Thursday, April 6, 2017

How to Get All Your Search Console Data from the API (Plus, Learn How to Use Python)

Posted by Dom-Woodman

What will you learn from this post?

  • How to get lots of Search Console data quickly and easily
  • How to run a Python script

And who can do it? Hopefully, it should be accessible to any beginner.

Why do we use the API to get Search Console data?

At Distilled, we often want to use Google Search Console data, but getting it from the interface is incredibly clunky:

  • You’re limited to the top 1,000 queries
  • You have to apply each filter one at a time
  • The interface is slow
  • And if you want to do this regularly, you have to repeat this process often.

We can get around that by using the API. Now we can get up to 5,000 queries at a time, we can apply multiple filters instantly, and we can run multiple queries quickly and easily.

We do this with Python.

Why is it useful to be able to run Python scripts?

Being able to run scripts is incredibly valuable.

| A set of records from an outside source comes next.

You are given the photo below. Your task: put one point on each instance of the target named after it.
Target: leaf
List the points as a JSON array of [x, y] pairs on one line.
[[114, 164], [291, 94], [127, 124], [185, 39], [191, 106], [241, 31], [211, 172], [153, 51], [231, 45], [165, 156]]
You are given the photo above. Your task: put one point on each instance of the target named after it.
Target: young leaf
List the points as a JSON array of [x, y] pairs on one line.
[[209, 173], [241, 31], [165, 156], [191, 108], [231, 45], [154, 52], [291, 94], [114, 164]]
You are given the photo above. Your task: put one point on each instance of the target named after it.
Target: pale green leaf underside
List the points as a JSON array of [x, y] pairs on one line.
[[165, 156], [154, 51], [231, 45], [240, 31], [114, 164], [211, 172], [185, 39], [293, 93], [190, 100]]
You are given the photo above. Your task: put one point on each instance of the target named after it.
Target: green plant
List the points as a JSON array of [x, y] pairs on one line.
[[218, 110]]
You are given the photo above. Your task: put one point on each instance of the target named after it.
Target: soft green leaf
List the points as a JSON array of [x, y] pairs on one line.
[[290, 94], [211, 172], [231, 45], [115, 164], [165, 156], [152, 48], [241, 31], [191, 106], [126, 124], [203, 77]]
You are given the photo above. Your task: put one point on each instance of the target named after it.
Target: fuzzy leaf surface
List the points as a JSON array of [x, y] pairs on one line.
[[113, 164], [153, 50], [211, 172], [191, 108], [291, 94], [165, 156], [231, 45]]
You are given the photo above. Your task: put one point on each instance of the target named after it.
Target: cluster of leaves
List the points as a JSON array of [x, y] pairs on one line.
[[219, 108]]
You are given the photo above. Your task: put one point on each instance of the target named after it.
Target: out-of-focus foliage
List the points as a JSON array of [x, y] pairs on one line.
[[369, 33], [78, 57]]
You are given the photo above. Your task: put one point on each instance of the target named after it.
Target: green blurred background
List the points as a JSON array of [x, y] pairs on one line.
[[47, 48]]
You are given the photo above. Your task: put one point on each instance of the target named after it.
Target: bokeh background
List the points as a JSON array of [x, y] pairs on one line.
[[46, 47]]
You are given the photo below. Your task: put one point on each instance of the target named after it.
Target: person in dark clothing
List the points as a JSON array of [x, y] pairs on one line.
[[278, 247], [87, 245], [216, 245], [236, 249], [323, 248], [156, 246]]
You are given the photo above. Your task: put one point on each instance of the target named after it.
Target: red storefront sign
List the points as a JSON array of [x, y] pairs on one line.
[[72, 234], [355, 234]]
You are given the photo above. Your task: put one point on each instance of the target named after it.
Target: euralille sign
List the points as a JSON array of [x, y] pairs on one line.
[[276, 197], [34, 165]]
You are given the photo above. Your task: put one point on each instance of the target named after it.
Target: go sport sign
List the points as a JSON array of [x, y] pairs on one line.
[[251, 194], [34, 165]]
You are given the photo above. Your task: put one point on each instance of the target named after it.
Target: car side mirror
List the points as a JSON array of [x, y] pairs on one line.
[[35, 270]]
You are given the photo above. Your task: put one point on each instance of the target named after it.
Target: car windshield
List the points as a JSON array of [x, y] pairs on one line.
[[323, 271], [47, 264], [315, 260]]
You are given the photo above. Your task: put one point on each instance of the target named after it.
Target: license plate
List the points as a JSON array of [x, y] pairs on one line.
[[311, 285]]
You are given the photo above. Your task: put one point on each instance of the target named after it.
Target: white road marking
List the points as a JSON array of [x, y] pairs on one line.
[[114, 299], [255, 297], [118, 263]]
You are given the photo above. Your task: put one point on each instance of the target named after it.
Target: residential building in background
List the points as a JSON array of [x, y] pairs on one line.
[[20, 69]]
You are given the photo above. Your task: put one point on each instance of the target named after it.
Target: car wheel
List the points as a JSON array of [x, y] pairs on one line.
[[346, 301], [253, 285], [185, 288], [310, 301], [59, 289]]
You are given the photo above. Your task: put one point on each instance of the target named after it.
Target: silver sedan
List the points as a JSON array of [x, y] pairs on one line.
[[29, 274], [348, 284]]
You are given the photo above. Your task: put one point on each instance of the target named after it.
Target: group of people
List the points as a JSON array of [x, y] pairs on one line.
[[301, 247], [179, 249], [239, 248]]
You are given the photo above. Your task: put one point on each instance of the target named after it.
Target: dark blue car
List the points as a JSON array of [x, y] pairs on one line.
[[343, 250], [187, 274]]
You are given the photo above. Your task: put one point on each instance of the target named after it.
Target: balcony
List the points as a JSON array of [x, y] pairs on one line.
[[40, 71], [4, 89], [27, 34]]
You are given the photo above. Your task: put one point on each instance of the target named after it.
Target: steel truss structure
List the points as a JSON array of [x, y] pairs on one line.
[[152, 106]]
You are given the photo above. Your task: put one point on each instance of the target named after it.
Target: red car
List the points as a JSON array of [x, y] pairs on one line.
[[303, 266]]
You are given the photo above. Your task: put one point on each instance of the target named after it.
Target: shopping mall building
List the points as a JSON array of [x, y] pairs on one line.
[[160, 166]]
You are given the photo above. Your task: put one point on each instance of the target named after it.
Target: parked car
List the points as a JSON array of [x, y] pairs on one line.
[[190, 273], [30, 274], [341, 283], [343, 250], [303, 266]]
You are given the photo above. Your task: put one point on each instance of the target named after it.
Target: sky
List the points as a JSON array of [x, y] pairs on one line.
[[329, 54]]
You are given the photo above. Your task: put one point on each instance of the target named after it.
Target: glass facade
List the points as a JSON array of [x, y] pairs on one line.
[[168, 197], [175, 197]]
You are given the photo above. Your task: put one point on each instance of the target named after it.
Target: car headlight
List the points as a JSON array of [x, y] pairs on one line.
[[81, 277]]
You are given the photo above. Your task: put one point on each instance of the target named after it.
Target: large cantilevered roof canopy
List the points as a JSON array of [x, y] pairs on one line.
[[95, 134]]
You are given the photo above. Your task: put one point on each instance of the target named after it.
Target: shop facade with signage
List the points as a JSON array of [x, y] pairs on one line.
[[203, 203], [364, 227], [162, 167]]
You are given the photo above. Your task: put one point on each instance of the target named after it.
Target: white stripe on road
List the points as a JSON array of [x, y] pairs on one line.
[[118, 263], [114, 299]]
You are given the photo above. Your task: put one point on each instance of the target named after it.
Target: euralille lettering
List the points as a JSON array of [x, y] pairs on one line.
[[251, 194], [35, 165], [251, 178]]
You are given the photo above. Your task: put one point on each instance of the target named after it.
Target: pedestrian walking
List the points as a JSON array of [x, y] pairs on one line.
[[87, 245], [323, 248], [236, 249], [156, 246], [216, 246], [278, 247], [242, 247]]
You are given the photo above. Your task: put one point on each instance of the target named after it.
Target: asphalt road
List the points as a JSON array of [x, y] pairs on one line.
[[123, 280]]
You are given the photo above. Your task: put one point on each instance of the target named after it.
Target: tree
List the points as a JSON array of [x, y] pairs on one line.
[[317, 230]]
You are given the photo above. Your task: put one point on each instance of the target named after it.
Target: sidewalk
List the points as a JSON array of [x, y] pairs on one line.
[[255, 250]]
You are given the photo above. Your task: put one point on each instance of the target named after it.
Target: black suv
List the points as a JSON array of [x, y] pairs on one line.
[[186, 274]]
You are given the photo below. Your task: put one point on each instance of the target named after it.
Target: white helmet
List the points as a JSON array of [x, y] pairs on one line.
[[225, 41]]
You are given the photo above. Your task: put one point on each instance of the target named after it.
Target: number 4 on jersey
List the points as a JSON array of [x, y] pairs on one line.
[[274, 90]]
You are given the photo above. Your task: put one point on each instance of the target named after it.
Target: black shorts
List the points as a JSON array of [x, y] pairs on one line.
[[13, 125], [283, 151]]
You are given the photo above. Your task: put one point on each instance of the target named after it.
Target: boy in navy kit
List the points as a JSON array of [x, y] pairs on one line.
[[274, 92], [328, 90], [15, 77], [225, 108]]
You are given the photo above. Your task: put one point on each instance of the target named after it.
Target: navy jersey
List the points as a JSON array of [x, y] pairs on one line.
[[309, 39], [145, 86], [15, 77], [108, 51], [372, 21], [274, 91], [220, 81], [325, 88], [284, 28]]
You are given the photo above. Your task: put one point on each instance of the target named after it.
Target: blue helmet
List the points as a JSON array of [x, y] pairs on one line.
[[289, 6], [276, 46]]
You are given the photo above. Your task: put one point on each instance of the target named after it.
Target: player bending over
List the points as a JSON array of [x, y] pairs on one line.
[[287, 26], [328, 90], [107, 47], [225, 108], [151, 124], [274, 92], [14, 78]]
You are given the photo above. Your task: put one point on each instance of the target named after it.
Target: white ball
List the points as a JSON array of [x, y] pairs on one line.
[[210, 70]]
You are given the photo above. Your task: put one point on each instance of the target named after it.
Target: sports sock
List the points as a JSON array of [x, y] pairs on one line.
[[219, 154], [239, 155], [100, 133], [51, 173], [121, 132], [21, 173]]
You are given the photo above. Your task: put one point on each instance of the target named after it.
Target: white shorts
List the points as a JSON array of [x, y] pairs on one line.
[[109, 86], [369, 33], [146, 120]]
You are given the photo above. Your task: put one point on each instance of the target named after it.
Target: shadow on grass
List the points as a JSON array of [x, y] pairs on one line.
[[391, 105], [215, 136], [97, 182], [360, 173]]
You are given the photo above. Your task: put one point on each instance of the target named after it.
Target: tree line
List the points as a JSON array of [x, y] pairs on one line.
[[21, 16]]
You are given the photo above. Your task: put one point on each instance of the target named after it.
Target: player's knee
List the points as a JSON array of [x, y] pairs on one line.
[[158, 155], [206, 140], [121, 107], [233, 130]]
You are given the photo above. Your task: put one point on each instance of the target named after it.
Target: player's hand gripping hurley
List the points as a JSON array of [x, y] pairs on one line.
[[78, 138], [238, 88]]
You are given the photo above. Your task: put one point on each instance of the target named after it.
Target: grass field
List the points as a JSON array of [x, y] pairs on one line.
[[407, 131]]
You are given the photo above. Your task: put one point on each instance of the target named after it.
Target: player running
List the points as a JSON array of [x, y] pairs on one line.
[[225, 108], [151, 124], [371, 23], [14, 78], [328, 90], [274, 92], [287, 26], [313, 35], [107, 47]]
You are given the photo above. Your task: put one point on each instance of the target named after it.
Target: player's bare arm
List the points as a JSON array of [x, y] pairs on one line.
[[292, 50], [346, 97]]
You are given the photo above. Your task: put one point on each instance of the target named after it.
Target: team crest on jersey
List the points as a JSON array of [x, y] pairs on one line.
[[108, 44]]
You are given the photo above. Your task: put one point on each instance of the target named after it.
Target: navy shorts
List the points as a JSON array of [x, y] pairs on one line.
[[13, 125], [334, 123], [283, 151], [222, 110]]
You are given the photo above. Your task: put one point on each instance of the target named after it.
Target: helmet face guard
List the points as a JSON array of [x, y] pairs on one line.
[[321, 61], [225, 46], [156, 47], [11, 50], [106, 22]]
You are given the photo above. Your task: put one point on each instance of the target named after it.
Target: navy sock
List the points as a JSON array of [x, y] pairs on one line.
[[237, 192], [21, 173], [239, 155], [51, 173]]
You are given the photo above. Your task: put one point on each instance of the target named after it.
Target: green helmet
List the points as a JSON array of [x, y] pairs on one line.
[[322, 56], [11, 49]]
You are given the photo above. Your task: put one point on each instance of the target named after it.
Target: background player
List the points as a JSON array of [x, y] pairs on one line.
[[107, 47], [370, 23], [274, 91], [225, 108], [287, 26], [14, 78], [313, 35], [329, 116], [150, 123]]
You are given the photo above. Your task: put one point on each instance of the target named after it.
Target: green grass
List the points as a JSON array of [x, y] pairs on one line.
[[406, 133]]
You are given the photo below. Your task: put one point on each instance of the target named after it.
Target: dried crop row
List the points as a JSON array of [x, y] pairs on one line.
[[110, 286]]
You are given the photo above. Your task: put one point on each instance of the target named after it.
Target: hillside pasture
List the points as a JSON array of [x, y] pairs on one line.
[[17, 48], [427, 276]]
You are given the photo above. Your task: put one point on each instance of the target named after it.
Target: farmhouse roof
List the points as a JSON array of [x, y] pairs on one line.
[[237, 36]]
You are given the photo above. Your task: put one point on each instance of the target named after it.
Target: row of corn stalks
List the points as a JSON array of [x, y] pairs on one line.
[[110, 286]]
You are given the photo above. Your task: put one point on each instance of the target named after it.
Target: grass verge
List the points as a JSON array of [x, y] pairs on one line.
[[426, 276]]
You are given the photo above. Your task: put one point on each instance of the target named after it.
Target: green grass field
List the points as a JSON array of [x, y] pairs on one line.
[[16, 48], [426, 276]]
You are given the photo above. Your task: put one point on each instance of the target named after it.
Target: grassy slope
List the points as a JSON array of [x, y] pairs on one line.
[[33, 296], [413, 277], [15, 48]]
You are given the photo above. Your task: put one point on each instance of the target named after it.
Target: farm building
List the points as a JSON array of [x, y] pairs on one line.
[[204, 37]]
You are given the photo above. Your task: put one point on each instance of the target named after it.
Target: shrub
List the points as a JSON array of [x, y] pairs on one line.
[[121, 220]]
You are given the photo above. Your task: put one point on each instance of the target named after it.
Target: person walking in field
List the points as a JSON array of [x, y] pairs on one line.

There are lots of amazing scripts out there, both on Github and written by other people in the industry; using them, you can pull down data more quickly and faster than you otherwise could.

We’ll be using Python for this tutorial because it’s a very popular language, particularly when working with large amounts of data.

Crucially, you don’t need to be able to write in Python to use the scripts — you just need to understand some basics about how to use them.

With APIs you can pull data from all sorts of exciting places, far more quickly than through the user interface. You can also often get more data.

How do we run Python?

If you’re on a Mac or a PC, I’d recommend downloading Anaconda. That will get you set up and running with Python 3, and save a lot of fiddling around.

If you need administrator permission to install things on your work computer, then make sure you only install Anaconda for your user, not all users. If you try and install for all users, then you’ll need administrator permission.

Then we’re going to need a good shell (a command line interface, the place where you can run the script from). Mac has Terminal installed by default; on Windows, I would recommend Cmder.

Go ahead and install that.

(The rest of this tutorial is shown in Windows, but the same basic steps should be fine for a Mac!)

Double-check that Python has installed correctly

First open up the shell, type in python and hit enter.

Exit python by typing in exit().

Download our example script

For this example we’ll be using the search console script, written by one of our consultants, Stephan.

You can download it from his Github here. I’m not going to include a full tutorial on Git in this (although it’s a very useful tool for coding), so if you’re unsure how to clone a repository, just download the zip file:

Screen Shot 2017-03-17 at 12.54.48.png

Running our example script

Once we’ve downloaded the example script (and unzipped the folder, if necessary), we need to navigate in our shell to the folder where we just downloaded the script..

The command line functions like the Windows File Explorer or Finder that you normally use. Just like file explorer has a specific folder open, so does the command line, so we need to navigate to the folder where we have the script downloaded.

A command line shell functions a lot like a file explorer, only everything happens through text. You don’t get a mouse or a GUI.

Some command line basics

To change folders you’ll need some command line basics, most notably these two super-important commands:

  1. cd [path]
  2. ls -g

The first navigates you to the path given. (Or, if you use .. as your path, takes you a step backwards “cd ..”)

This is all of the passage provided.